Alcé la vista. La tarde, inmensa, lucía espléndida, toda azul y dorada. Allí enfrente una blanquísima nubecilla pasaba un tanto avergonzada, arrastrada por uno de los infinitos brazos del suave viento. ¿De donde la habría sacado? ¿adonde la llevaba? ¿en manos de quien iba a dejarla? ¿acaso dentro de una negra tormenta? ¿o quizá en el cálido vientre de una de esas grandes nubes blancas?
Bajé la vista. El viento barría el asfalto de las primeras hojas caídas, las más débiles, esas a quienes la primavera despertó demasiado tarde, esas que, perezosas, prefirieron seguir durmiendo mientras sus hermanas saltaban nerviosas para coger sitio entre las ramas de los árboles.
Vi a una chica gorda cruzando el paso de cebra. La conozco. Vive con su novia en el edificio de enfrente. Hace años venían alguna vez por el bar. Parecía enfadada. Aún yendo juntas parecen enfadadas. A veces las veo pasar con el perrito, sin hablar, sin mirarse, tristes.

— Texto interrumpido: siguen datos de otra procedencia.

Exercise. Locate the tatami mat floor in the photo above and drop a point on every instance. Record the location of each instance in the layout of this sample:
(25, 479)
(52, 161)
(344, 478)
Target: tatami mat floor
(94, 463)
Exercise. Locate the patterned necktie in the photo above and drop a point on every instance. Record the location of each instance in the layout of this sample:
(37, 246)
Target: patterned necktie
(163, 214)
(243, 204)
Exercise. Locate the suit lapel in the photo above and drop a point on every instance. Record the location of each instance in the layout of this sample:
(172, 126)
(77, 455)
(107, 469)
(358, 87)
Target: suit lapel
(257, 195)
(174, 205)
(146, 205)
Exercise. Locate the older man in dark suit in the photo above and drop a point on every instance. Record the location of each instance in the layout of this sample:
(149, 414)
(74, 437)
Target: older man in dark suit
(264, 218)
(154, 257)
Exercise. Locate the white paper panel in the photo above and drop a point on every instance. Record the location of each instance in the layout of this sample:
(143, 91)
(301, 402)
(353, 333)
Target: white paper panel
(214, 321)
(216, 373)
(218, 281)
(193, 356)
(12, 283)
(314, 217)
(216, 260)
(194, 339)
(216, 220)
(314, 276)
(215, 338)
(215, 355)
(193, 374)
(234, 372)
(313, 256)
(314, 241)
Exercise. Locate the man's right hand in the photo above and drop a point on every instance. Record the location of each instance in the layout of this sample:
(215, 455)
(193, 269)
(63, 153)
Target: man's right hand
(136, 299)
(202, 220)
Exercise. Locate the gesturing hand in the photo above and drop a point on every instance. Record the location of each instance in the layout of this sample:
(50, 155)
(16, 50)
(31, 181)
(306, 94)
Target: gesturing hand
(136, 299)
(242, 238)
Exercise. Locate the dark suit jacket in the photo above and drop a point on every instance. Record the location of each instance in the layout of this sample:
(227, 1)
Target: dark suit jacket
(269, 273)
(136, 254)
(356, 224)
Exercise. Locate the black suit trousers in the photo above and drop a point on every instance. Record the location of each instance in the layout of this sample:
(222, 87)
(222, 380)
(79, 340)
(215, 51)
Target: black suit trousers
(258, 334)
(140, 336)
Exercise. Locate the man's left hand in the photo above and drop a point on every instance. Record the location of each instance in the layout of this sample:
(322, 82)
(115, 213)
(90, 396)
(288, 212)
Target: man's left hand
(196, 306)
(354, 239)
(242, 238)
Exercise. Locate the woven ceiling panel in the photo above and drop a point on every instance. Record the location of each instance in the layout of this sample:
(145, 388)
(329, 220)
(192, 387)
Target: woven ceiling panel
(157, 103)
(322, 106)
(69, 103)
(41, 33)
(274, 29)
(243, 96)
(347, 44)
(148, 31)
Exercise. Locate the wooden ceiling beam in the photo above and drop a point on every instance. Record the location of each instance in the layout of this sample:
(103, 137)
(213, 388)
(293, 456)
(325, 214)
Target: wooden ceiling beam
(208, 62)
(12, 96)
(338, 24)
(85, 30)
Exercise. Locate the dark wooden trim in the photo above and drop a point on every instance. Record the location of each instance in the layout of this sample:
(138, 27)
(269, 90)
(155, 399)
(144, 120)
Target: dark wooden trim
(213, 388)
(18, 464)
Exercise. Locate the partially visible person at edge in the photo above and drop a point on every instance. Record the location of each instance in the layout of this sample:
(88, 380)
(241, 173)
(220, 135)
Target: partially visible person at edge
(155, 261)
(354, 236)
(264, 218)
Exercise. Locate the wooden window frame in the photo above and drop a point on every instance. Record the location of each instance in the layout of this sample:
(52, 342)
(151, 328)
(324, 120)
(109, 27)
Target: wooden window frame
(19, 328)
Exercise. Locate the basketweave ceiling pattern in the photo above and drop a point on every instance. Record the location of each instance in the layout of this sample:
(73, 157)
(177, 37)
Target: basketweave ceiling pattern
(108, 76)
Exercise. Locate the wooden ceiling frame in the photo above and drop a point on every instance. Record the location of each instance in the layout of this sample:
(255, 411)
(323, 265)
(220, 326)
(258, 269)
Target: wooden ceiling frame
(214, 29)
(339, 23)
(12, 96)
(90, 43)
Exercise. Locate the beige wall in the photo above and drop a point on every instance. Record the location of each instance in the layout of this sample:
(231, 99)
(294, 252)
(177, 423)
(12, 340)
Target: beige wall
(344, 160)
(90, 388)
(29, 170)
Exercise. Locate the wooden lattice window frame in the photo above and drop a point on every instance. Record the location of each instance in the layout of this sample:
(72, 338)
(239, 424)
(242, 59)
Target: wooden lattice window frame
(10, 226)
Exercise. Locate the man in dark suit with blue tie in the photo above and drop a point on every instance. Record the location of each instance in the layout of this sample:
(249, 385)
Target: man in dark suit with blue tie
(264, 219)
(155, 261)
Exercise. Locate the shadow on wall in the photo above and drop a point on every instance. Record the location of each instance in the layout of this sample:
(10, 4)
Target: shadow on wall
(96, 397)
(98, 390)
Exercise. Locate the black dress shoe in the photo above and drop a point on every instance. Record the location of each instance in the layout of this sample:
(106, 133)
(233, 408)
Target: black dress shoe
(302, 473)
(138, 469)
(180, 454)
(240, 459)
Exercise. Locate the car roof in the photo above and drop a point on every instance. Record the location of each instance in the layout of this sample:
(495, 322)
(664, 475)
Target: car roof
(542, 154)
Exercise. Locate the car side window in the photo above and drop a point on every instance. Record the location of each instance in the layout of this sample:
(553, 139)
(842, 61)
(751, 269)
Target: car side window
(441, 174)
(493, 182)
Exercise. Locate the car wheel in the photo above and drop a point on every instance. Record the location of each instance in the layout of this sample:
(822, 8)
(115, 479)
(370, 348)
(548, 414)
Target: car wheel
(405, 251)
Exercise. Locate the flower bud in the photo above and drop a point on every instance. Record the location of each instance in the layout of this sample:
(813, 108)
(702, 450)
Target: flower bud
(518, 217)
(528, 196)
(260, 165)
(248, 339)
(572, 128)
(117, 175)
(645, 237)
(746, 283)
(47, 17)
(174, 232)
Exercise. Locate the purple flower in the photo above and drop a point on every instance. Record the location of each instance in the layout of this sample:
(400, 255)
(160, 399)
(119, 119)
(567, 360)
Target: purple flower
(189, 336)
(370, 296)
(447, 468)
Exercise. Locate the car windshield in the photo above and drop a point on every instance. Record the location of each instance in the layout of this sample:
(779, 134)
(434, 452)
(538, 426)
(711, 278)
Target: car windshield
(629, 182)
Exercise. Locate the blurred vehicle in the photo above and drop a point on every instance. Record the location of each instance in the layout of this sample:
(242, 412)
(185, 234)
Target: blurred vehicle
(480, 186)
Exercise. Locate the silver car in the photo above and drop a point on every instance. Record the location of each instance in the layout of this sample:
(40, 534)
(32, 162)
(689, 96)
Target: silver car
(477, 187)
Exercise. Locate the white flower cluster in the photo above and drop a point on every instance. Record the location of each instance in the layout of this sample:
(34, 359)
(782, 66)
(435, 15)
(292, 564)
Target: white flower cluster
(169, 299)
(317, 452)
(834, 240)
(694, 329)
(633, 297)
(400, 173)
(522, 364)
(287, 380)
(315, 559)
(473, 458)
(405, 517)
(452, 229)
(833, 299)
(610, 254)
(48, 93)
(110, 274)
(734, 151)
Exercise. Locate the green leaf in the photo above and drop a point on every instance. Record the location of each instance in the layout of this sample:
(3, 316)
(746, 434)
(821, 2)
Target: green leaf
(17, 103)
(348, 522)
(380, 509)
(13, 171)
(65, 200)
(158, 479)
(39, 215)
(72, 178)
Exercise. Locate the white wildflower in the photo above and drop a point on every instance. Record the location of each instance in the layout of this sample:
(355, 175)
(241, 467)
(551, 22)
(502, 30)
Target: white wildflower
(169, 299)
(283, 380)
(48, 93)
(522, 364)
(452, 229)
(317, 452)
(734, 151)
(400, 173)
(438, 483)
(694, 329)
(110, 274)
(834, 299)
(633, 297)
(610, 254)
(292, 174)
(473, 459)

Ya iba a tirar el cigarrillo cuando vi bajar la avenida a dos gitanillos subidos en sus patinetes eléctricos.
- ¡Para! -dijo uno de ellos- ¡Vamos a tomarnos un café aquí, con el colega!
Es de mi edad. Lo conozco desde hace mucho tiempo. Lleva años con el hígado destrozado. Se le ve en la cara. El otro era un chaval.
- ¡Qué pasa, Kufisto!
Pidieron dos cafés a su manera, no lo pueden evitar. Los gitanos son muy infantiles.
Charlé con ellos. Me sentía bien. El mediodía había sido bueno y eso siempre ayuda.
- ¡Tómate algo con nosotros, Kufis!
- No que todavía tengo que terminar de recoger. Ahora después.
Ya estaban calzados en los patinetes cuando volví a salir a la calle con una cerveza en la mano.
- ¡Adiós, chicos!
- ¡Adiós, Kufisto!
Miré el teléfono: las tres y media. Media hora más y estaría fuera. Mi amigo Cujo, el camello, había enviado un wasap a la una y media pidiendo que le guardara el arroz si sobraba, que llegaría sobre las tres. Se lo guardé.
Hice tiempo mirando en el teléfono el Torneo de Candidatos de Madrid. ¿Cuando tendré otra ocasión como esta? Son los mejores ajedrecistas del mundo exceptuando al campeón y apenas estoy a una hora de ellos, pero...¿como llegar hasta allí sin causar ningún problema? ¿realmente quiero ya, a estas alturas de la vida, salir de casa para ver a unos tíos jugando al ajedrez? Por no hablar del dinero que supondría. Madrid es Madrid, aunque si fuera Fischer tiraría mis eternos dos meses de supervivencia por ir a verlo al Himalaya.
Eran casi las cuatro cuando entró al bar una pareja amiga. Neponiamchitchi, el líder, estaba casi forzando las tablas con negras en plena apertura y uno de los hijos de Atila se lo estaba pensando muy mucho con las blancas. Es valiente.
Hablé con la adinerada pareja. Tenía ganas de hablar con alguien. Me serví otra cerveza. Llegó uno de mis hermanos para el relevo.
Tardé lo justo en recoger mis cosas, despedirme de todos, meterme en el coche y volver a casa.